- Born: December 7, 2005 (age 20) Rehoboth Beach, Delaware, US
- Occupation: Businesswoman
- Known for: Cannabis advocacy

= Rylie Maedler =

American advocate and businesswoman (born 2005)

Rylie Maedler (born December 7, 2005) is a medical cannabis advocate and businesswoman.

== Cannabis advocacy ==
Maedler was born December 7, 2005, in Rehoboth Beach, Delaware, to Janie and Sean Maedler. At age 7, in October 2013, after her parents noticed swelling and lopsidedness in her face, she was diagnosed with aggressive central giant-cell granuloma, a condition which causes tumors, pain, and disfigurement requiring surgery and chemotherapy to manage. After researching alternative solutions, in December 2013, Janie Maedler began treating her daughter using cannabis oil, which at the time was illegal for minors and illegal without prescription in Delaware, acquiring CBD and THC-A oil from dispensaries in other states. Rylie Maedler's tumors began shrinking and her condition stabilized. As of 2022, Rylie Maedler continues to take CBD and THC-A in oil form daily.

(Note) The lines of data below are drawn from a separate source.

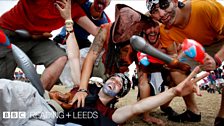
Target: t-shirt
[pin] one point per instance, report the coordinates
(205, 24)
(80, 33)
(36, 16)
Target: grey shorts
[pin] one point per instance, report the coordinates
(211, 50)
(41, 52)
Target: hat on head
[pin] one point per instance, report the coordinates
(151, 4)
(126, 84)
(128, 22)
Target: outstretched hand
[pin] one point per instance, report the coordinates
(189, 85)
(209, 63)
(64, 7)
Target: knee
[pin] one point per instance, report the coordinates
(61, 60)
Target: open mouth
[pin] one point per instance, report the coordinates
(111, 87)
(166, 19)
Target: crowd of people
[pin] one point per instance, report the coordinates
(214, 82)
(165, 26)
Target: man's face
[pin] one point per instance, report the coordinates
(165, 15)
(100, 5)
(152, 33)
(125, 58)
(114, 84)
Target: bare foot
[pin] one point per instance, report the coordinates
(150, 120)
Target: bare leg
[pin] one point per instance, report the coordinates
(144, 89)
(52, 72)
(189, 99)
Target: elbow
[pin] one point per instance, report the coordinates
(136, 109)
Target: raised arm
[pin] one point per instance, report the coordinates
(184, 88)
(89, 61)
(88, 25)
(64, 8)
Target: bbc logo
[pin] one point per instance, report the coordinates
(14, 115)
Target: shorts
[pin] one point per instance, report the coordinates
(17, 96)
(41, 52)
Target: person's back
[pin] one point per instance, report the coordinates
(34, 16)
(81, 34)
(199, 27)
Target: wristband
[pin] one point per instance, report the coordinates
(69, 22)
(82, 90)
(217, 61)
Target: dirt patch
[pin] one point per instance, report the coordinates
(208, 104)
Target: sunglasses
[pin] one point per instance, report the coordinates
(164, 4)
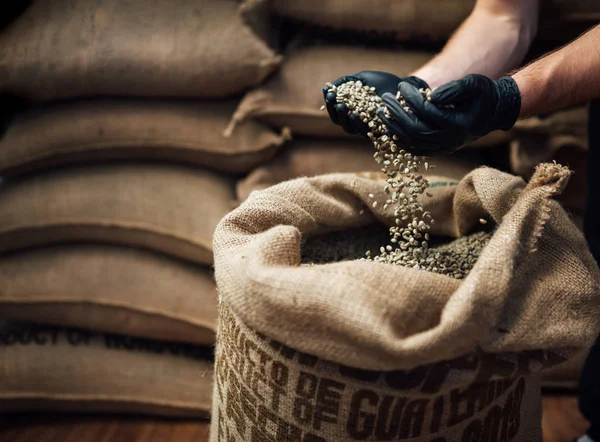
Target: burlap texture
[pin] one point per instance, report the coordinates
(560, 137)
(196, 48)
(535, 286)
(45, 368)
(87, 131)
(403, 20)
(308, 157)
(565, 376)
(163, 207)
(292, 97)
(111, 289)
(265, 391)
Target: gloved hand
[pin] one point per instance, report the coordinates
(459, 112)
(383, 82)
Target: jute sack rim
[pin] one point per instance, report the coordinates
(127, 306)
(263, 285)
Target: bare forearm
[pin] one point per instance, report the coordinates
(492, 41)
(564, 78)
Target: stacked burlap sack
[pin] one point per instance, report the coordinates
(419, 20)
(113, 183)
(358, 350)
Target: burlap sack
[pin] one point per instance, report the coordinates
(429, 20)
(309, 158)
(266, 391)
(167, 208)
(44, 368)
(561, 137)
(565, 376)
(293, 97)
(470, 350)
(111, 289)
(195, 48)
(535, 286)
(86, 131)
(394, 19)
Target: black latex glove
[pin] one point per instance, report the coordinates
(383, 82)
(459, 112)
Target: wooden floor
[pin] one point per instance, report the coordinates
(562, 422)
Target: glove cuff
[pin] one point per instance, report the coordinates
(509, 105)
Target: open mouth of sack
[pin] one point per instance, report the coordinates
(455, 257)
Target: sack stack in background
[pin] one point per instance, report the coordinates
(365, 351)
(421, 21)
(114, 180)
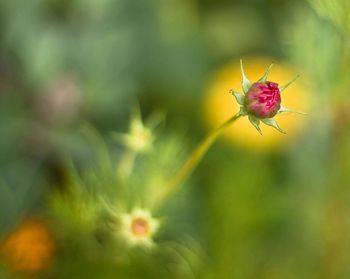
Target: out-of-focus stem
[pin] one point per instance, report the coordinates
(193, 160)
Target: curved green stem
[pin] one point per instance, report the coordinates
(194, 159)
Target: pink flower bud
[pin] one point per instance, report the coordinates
(263, 99)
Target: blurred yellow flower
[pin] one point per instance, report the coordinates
(139, 227)
(219, 104)
(30, 248)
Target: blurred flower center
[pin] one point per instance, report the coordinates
(140, 227)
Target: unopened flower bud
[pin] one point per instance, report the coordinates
(261, 100)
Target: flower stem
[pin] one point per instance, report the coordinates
(194, 159)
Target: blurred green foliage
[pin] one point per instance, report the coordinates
(67, 65)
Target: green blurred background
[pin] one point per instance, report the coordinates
(245, 212)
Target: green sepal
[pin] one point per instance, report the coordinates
(284, 87)
(246, 84)
(272, 122)
(255, 122)
(264, 77)
(239, 97)
(242, 111)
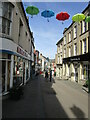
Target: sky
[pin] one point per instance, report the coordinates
(47, 34)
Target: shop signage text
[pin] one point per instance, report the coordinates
(20, 51)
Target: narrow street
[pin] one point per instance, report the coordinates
(42, 99)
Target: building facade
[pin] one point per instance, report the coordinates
(75, 53)
(15, 45)
(59, 59)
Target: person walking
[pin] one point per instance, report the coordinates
(50, 75)
(46, 75)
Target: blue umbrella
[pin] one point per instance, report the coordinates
(47, 14)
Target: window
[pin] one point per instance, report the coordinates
(64, 52)
(64, 40)
(69, 36)
(75, 31)
(69, 51)
(75, 49)
(6, 17)
(84, 26)
(81, 46)
(84, 43)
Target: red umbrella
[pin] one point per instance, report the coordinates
(62, 16)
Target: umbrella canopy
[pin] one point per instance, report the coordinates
(32, 10)
(78, 17)
(87, 19)
(62, 16)
(47, 14)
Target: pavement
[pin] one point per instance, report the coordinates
(45, 99)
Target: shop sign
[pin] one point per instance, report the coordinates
(20, 51)
(75, 59)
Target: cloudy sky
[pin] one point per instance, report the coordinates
(46, 34)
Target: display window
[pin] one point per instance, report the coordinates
(18, 71)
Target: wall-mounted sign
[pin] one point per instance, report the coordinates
(20, 51)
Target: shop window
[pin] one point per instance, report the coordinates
(75, 31)
(69, 36)
(75, 49)
(18, 71)
(84, 47)
(85, 71)
(81, 46)
(6, 17)
(84, 26)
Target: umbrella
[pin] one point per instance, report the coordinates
(62, 16)
(32, 10)
(78, 17)
(47, 14)
(87, 19)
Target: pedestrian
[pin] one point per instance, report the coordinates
(46, 74)
(50, 75)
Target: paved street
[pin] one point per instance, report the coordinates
(42, 99)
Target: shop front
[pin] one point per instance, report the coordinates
(78, 67)
(15, 69)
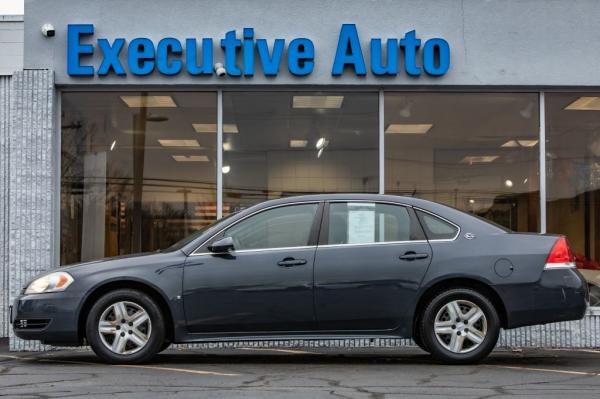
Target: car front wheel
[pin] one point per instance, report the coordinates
(125, 326)
(460, 326)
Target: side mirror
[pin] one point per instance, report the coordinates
(223, 245)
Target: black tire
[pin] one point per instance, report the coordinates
(431, 341)
(165, 345)
(155, 339)
(417, 339)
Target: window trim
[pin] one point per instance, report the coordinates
(316, 222)
(442, 218)
(324, 235)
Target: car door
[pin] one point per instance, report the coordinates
(370, 262)
(265, 284)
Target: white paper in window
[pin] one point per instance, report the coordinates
(361, 223)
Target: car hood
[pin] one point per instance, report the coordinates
(107, 261)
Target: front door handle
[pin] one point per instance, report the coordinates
(289, 262)
(411, 255)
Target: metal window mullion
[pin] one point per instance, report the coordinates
(542, 163)
(219, 154)
(381, 144)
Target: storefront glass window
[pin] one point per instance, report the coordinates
(474, 151)
(279, 144)
(137, 175)
(573, 178)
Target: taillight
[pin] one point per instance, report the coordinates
(561, 256)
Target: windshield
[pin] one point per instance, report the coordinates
(185, 241)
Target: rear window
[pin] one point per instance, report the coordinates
(436, 228)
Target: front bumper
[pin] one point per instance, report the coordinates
(51, 318)
(559, 295)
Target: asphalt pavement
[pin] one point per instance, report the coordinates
(248, 372)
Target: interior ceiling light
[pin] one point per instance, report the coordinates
(190, 158)
(212, 127)
(585, 104)
(179, 143)
(133, 131)
(519, 143)
(408, 128)
(298, 143)
(471, 159)
(149, 101)
(317, 101)
(527, 143)
(321, 143)
(156, 118)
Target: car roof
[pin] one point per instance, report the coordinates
(346, 197)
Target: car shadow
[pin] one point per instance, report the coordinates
(531, 358)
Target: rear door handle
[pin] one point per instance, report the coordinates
(289, 262)
(413, 256)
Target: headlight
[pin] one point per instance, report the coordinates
(52, 282)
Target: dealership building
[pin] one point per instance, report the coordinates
(125, 126)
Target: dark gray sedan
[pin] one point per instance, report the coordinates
(319, 266)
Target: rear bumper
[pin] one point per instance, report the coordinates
(559, 295)
(50, 318)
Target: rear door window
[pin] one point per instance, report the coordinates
(367, 222)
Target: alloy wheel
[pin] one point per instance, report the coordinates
(124, 327)
(460, 326)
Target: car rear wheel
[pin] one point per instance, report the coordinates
(460, 326)
(125, 326)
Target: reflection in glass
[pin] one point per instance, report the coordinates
(280, 144)
(474, 151)
(573, 178)
(136, 175)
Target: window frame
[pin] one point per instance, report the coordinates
(415, 226)
(202, 249)
(458, 229)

Maedler faced stigma in her elementary school for her use of the cannabis derived oils for her treatment. Rylie's Smile Foundation was founded in February 2015 as a 501(c) organization focused on providing health education and advocating for more treatment options for sick children. Maedler and her mother contacted Republican state senator for Delaware Ernesto Lopez to help make medical cannabis legal for children in the state.

Introduced by Lopez and co-sponsored by Pete Schwartzkopf, Senate Bill 90, also known was "Rylie's Law", was passed by the Delaware Senate unanimously on June 2, 2015. The bill permitted the use of cannabis based oils to treat epilepsy and dystonia in children. "Rylie's Law" was approved in the House on June 11 and signed into law by the Governor on June 23. On June 9, 2016, Senate Bill 181 was passed unanimously by the Delaware Senate unanimously, allowing students to use prescribed cannabis oil in schools, also advocated for by Maedler, who had to walk off school grounds to take her own medicine. It passed the House on June 16 and was signed into law by the Governor on September 7.

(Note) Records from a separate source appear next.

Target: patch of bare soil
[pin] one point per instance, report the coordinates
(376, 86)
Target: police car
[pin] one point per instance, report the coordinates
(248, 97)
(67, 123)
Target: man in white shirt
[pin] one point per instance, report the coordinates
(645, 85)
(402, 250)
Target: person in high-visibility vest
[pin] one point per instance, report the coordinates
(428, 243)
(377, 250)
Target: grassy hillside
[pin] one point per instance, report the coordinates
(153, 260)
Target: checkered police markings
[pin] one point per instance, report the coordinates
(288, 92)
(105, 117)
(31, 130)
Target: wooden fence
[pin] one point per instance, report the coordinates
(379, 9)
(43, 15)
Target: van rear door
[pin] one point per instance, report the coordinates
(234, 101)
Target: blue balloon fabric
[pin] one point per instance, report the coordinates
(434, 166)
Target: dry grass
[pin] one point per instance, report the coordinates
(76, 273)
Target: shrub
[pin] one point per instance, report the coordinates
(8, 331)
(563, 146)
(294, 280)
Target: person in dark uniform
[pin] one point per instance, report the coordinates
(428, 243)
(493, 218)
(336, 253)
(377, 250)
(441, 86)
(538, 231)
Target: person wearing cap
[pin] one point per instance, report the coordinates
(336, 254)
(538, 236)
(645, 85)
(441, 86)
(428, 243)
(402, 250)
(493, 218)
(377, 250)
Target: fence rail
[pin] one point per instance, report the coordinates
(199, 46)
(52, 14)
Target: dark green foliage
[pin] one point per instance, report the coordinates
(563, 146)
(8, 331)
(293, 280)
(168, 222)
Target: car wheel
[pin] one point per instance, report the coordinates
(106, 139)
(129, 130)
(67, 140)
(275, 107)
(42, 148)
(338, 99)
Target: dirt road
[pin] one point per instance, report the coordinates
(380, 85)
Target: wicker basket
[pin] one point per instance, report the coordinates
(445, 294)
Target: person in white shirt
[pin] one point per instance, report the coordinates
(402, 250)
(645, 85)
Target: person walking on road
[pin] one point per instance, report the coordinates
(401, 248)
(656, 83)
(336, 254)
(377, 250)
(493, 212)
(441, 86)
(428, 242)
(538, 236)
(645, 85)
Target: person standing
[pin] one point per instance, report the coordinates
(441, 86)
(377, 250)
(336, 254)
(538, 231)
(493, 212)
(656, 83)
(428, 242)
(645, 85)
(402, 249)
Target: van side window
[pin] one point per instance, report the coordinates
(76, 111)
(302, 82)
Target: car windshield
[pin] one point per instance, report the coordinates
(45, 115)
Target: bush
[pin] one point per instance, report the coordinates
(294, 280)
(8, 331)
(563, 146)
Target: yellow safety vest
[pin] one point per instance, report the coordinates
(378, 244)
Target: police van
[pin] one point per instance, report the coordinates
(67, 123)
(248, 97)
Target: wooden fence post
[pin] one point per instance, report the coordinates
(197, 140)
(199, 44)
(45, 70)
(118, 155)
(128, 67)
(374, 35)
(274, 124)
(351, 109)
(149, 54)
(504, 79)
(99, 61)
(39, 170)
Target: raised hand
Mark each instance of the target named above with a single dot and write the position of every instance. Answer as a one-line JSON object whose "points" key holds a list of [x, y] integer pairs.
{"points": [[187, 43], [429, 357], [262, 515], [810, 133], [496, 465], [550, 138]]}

In December 2017, Rylie's Smile Foundation succeeded in petitioning for autism to be added to the list of qualifying conditions for access to medical cannabis in Delaware.

In 2020, she appeared in the documentary CBD Nation, a film exploring the medical value of cannabis.

== Rylie's Sunshine ==
In July 2017, Maedler founded Rylie's Sunshine, a for-profit company to produce cannabis oil. The company bought a farm in Birdsnest, Virginia. 4,884 cannabis plants were donated by Front Range Biosciences, a Colorado-based agricultural biotech company, for Rylie's Sunshine's first hemp harvest in 2020.